Thanksgiving air travel hits near pre-pandemic level: TSA

Thanksgiving travelers flocked to the air this week ahead of the holiday — with the number of air travelers screened by the Transportation Security Administration nearly matching that of 2019, before the coronavirus pandemic hit. 

The TSA said in a tweet Thursday that it screened roughly 2.3 million travelers at US airports on Wednesday, which is about 88 percent of the traffic recorded on the day before Thanksgiving in 2019. 

The airports were similarly packed on Tuesday, with more than 2.2 million passengers taking to the skies, the agency said in another tweet. That figure is equal to about 91 percent of the traffic recorded on the corresponding day in 2019. 

Travelers make their way through TSA security at Denver International Airport the day before Thanksgiving on November 24, 2021 in Denver, Colorado.
Travelers make their way through security at Denver International Airport on Nov. 24, 2021.
RJ Sangosti/MediaNews Group/The Denver Post via Getty Images

Speaking to CNN, TSA chief David Pekoske said the agency’s focus is to ensure all travelers are safe amid the surge in plane ridership. 

“We’ve looked at passenger volume projections, we’ve worked with the carriers and with the airports, and collectively we’re ready for the Thanksgiving holiday,” Pekoske said. “Our goal is to make it as safe and secure and as enjoyable for people as we possibly can.”

On Wednesday, Attorney General Merrick Garland said he was directing federal prosecutors to prioritize cases involving unruly airline passengers after a string of high-profile disturbances on planes in recent months. 

Passengers deplane from an airplane after landing at the Albuquerque International Sunport on November 24, 2021 in Albuquerque, New Mexico.
Passengers deplane at Albuquerque International Sunport on Nov. 24, 2021.
Anna Moneymaker/Getty Images

In a memo, Garland said the violent conduct that’s become common among air travelers endangers everyone aboard a flight. 

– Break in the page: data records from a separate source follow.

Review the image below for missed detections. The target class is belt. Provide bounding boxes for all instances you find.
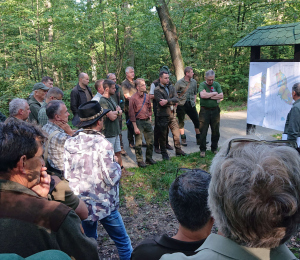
[201,106,218,110]
[136,118,149,121]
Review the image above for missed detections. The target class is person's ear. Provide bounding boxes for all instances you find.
[54,113,60,121]
[17,155,27,174]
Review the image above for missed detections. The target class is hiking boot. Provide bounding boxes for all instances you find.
[176,149,187,156]
[146,158,157,165]
[166,144,173,150]
[181,134,187,146]
[200,151,206,158]
[196,134,201,145]
[162,153,170,160]
[120,147,127,156]
[137,161,147,168]
[122,167,134,177]
[154,147,161,154]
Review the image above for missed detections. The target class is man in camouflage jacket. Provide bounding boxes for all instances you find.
[64,101,133,260]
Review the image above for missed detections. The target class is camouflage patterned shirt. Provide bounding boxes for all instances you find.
[64,129,121,221]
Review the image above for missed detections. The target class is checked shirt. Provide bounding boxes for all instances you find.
[42,122,70,171]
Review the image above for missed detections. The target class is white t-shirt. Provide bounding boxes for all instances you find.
[149,83,156,95]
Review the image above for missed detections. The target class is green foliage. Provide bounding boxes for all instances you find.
[1,0,300,111]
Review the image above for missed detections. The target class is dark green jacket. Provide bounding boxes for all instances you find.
[111,84,125,111]
[28,95,42,122]
[284,99,300,141]
[0,179,98,260]
[100,96,120,138]
[0,111,6,122]
[161,234,296,260]
[154,83,178,117]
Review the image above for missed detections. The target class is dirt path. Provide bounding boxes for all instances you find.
[97,201,178,259]
[121,111,282,168]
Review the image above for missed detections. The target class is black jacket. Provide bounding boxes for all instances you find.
[70,84,93,116]
[0,111,6,122]
[154,83,178,117]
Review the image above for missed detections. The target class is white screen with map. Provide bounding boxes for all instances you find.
[247,62,300,131]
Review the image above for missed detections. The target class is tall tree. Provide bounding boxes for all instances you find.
[156,0,184,80]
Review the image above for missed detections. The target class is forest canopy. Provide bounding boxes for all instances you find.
[0,0,299,113]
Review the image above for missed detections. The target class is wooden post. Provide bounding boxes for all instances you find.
[247,46,261,134]
[294,44,300,61]
[250,46,260,62]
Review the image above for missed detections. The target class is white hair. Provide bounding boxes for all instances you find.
[205,70,215,77]
[209,138,300,248]
[125,66,134,73]
[9,98,28,116]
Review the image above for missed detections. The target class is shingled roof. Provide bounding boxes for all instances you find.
[233,22,300,47]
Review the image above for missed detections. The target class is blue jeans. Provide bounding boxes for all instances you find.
[82,210,133,260]
[82,219,98,239]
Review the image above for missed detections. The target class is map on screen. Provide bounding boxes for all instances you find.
[247,62,300,131]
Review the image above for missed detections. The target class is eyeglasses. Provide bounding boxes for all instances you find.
[225,138,298,156]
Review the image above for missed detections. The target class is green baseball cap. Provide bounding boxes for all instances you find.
[32,82,49,91]
[160,66,171,75]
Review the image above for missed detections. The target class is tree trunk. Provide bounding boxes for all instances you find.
[114,13,126,80]
[100,0,108,74]
[2,20,8,70]
[102,19,108,74]
[36,0,44,77]
[91,53,97,81]
[156,0,184,80]
[45,0,53,42]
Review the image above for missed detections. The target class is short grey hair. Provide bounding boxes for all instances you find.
[107,73,116,79]
[9,98,28,116]
[209,138,300,248]
[292,83,300,97]
[46,100,64,119]
[125,66,134,73]
[46,87,64,99]
[205,70,215,77]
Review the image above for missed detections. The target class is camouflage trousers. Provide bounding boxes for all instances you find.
[135,119,154,162]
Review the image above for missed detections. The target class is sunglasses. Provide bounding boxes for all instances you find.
[225,138,298,156]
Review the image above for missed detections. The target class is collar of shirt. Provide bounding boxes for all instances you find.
[293,99,300,106]
[0,179,40,198]
[46,121,65,133]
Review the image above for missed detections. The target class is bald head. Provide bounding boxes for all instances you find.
[78,73,89,88]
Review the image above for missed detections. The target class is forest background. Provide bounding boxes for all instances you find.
[0,0,299,115]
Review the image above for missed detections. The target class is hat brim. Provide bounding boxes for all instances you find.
[76,108,110,128]
[40,86,50,90]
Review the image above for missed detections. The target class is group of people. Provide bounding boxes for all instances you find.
[0,66,224,168]
[1,67,300,260]
[67,66,224,168]
[1,117,300,260]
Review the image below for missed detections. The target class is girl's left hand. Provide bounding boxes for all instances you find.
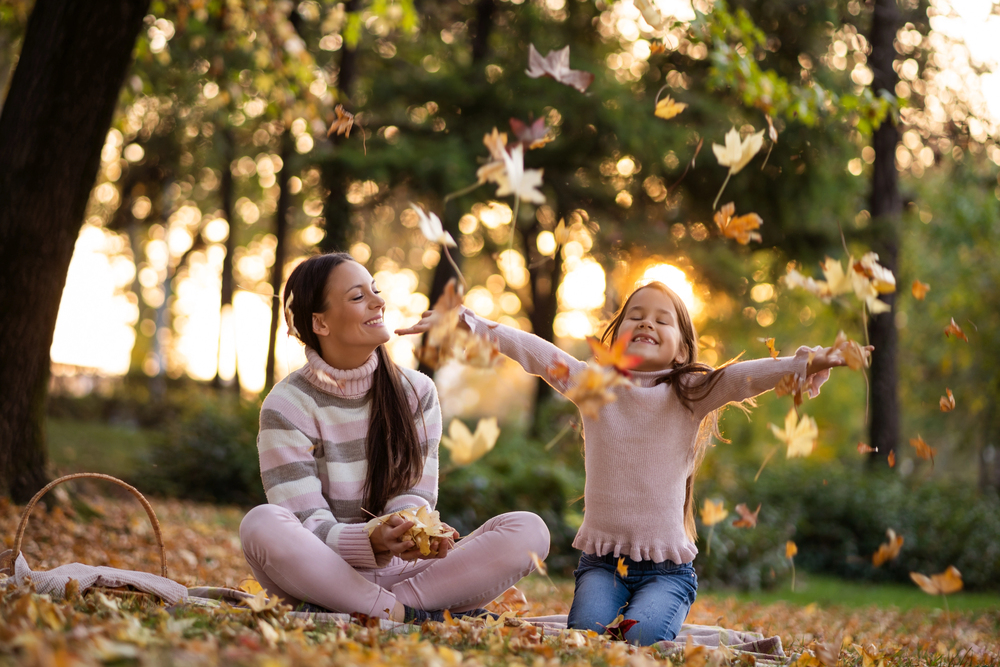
[806,344,874,375]
[426,522,460,559]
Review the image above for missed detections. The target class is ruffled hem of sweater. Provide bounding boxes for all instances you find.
[302,348,378,398]
[572,534,698,566]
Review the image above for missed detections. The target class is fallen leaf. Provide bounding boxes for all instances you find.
[616,557,628,578]
[786,541,798,559]
[939,388,955,412]
[944,318,968,342]
[910,565,963,595]
[587,336,642,374]
[732,503,761,528]
[655,95,687,120]
[366,506,453,557]
[601,614,639,641]
[241,590,279,613]
[238,577,264,595]
[714,202,763,244]
[911,280,930,300]
[909,435,936,465]
[441,417,501,466]
[888,450,896,468]
[529,551,548,576]
[326,104,355,138]
[700,499,728,526]
[525,44,594,92]
[770,407,818,458]
[872,528,904,567]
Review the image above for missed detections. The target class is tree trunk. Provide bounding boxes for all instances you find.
[0,0,149,501]
[265,134,294,389]
[471,0,496,63]
[866,0,901,465]
[214,128,240,391]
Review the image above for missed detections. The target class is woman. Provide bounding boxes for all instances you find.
[239,252,549,623]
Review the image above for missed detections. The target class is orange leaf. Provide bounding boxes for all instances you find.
[713,202,763,245]
[587,336,642,373]
[786,541,798,559]
[888,450,896,468]
[911,280,930,300]
[872,528,904,567]
[944,318,968,342]
[857,442,877,454]
[760,337,779,359]
[732,502,761,528]
[833,330,870,371]
[649,39,667,55]
[326,104,355,138]
[528,551,548,576]
[910,565,962,595]
[909,435,936,465]
[565,363,630,419]
[548,359,571,384]
[616,557,628,578]
[939,388,955,412]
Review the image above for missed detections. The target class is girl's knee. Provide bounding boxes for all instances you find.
[240,504,293,547]
[505,511,551,559]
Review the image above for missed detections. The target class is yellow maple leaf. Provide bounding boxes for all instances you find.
[699,499,728,526]
[441,417,501,466]
[714,202,763,244]
[786,541,798,559]
[872,528,904,567]
[654,95,688,120]
[760,337,779,359]
[770,407,818,458]
[910,565,963,595]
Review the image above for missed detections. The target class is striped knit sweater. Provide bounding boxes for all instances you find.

“Passengers who assault, intimidate or threaten violence against flight crews and flight attendants do more than harm those employees; they prevent the performance of critical duties that help ensure safe air travel,” Garland said in the memo.

“Similarly, when passengers commit violent acts against other passengers in the close confines of a commercial aircraft, the conduct endangers everyone aboard,” he added.